We caught a Southwest flight out to Reno, Nev., and rented another SUV to take us up to the mountains. Seems we’re always coming to the Lake Tahoe area in the in-between season, when winter reluctantly gives way to spring, and this time was no different. But some things were. The last time we were in town, we stayed at one of the large, cigarette-smoke saturated casino hotels on the Nevada side of the lake.
This time, we bunked down at the Basecamp Hotel, a 1950s-era motel that’s been refurbished to be really … cool. Everything from the whimsical decor to the espresso bar exudes the kind of outdoorsy attitude you’d expect from a 20something backpacker with a Ph.D.
Unfortunately, many of the choice runs at Heavenly were closed for lack of snow. But our thoughts drifted to a time only a few months ago when we were driving through California and we checked into a vacation rental on the north side of the lake. It was the tail end of summer, and most of the visitors were gone. For few brief moments, Lake Tahoe had been returned to the year-round residents, and they seemed truly happy. The days were still long and warm, and the hiking trails were ours alone. There’s something about the fragrant, ancient pine trees on a hot autumn day that leaves a lifelong impression.

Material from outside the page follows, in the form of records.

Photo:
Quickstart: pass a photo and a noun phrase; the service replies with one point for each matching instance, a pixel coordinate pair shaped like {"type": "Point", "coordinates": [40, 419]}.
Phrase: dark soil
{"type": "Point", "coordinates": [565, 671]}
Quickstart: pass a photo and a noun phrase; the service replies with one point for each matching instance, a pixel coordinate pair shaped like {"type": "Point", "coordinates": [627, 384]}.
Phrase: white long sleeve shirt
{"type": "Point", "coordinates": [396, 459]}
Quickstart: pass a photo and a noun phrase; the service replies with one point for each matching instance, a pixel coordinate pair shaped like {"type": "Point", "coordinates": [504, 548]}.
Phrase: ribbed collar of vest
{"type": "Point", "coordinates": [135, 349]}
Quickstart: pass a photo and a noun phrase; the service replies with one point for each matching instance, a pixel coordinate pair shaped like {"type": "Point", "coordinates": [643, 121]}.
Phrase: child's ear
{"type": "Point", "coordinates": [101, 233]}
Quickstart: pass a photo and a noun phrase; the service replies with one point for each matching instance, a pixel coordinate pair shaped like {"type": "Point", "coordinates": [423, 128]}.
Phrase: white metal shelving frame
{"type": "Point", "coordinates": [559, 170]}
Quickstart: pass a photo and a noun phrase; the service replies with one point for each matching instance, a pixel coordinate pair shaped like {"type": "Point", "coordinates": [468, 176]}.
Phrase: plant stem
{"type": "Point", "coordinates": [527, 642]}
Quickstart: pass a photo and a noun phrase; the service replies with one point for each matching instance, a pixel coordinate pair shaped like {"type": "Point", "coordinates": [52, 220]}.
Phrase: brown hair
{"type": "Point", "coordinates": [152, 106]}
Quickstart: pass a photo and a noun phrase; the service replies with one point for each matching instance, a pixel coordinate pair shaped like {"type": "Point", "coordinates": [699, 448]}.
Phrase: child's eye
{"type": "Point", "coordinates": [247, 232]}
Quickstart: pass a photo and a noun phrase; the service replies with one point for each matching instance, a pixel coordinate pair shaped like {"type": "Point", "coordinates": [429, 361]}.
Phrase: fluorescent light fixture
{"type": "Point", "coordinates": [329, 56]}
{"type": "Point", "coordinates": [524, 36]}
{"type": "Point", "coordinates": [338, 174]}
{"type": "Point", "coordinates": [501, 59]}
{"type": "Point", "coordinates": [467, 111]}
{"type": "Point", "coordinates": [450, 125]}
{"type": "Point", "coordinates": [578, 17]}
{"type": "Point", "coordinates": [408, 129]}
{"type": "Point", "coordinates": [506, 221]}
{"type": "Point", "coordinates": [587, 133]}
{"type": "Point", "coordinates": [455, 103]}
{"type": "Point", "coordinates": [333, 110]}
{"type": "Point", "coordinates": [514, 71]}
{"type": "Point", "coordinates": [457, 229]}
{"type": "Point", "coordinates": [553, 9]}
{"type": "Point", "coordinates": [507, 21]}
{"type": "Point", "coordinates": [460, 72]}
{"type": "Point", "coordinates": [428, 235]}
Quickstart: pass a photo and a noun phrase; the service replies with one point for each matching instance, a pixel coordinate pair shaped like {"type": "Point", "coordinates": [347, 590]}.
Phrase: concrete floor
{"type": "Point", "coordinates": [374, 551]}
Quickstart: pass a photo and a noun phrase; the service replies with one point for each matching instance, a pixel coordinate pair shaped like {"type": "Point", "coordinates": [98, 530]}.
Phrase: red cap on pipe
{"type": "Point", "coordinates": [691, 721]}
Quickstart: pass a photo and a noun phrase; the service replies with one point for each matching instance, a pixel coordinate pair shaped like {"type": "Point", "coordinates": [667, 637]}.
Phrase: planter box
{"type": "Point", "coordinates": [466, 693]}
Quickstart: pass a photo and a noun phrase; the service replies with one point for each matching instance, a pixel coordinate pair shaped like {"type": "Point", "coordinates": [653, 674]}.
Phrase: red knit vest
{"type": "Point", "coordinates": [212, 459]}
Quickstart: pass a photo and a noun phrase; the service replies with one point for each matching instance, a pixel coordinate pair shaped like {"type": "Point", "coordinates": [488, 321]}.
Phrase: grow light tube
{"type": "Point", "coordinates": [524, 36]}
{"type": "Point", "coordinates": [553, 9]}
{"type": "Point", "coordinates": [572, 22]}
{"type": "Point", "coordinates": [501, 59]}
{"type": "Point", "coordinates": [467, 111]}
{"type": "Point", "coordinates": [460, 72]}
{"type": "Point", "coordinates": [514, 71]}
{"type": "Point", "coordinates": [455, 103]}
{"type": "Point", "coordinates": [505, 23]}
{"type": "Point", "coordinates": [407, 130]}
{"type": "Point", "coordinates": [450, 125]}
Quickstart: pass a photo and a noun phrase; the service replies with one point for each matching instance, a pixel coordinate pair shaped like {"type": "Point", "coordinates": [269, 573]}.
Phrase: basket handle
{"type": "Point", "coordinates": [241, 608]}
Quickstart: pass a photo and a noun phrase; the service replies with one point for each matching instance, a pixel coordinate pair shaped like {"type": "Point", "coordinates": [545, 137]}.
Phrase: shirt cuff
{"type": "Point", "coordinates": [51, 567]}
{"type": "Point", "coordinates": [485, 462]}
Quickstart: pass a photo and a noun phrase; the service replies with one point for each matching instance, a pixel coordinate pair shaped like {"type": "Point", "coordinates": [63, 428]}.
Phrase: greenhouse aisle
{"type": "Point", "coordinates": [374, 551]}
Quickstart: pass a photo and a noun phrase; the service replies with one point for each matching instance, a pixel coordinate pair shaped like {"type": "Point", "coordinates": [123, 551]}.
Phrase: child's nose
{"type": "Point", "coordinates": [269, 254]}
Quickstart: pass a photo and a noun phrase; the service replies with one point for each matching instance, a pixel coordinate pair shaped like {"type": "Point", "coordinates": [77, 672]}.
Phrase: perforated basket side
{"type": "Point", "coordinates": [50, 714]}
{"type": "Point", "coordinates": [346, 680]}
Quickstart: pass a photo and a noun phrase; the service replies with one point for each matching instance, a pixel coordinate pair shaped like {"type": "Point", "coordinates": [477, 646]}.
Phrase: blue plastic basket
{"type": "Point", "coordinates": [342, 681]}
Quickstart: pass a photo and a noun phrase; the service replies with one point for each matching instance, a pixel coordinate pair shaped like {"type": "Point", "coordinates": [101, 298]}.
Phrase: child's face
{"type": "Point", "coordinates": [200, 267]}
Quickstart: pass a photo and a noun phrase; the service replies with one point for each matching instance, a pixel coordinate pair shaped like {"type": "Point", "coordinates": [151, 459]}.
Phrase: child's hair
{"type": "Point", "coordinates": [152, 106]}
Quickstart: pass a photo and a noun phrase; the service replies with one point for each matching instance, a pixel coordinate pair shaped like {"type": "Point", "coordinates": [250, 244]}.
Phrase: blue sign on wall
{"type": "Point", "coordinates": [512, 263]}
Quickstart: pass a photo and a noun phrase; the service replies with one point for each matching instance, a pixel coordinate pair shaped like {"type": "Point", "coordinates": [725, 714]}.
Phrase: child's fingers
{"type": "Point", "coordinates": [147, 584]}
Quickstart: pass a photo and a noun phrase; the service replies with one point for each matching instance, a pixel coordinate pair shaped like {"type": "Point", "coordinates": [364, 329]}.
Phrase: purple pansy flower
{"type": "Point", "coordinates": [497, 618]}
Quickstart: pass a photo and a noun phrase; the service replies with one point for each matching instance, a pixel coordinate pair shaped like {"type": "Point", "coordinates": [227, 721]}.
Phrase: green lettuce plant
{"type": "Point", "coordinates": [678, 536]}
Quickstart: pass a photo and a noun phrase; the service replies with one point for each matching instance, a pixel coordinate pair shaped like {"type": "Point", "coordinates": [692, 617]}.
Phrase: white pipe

The situation at Kirkwood, our final stop, was much the same. Even though this legendary mountain resort typically gets the most snow, it’s all relative during the spring. Still, this isolated valley with some of the steepest and most challenging runs in North America, offered a glimpse of what you can expect during the summer, when hikers, horseback riders and campers descend on this high-altitude playground.
We were most impressed by a young group of skiers called the Jets — that’s shorthand for the Junior Expeditions team. These young men and women, some of them no older than 8, were traversing mindblowingly steep slopes that no sane person would ski on. It was a thing to watch, and our 10-year-old son, Aren, already wants to join them next season.
Although we love to ski and can’t wait for the next season to begin, we don’t want to wait as long to come back to America’s mountain resorts. One of its best-kept secrets is that when the snow disappears, the fun doesn’t.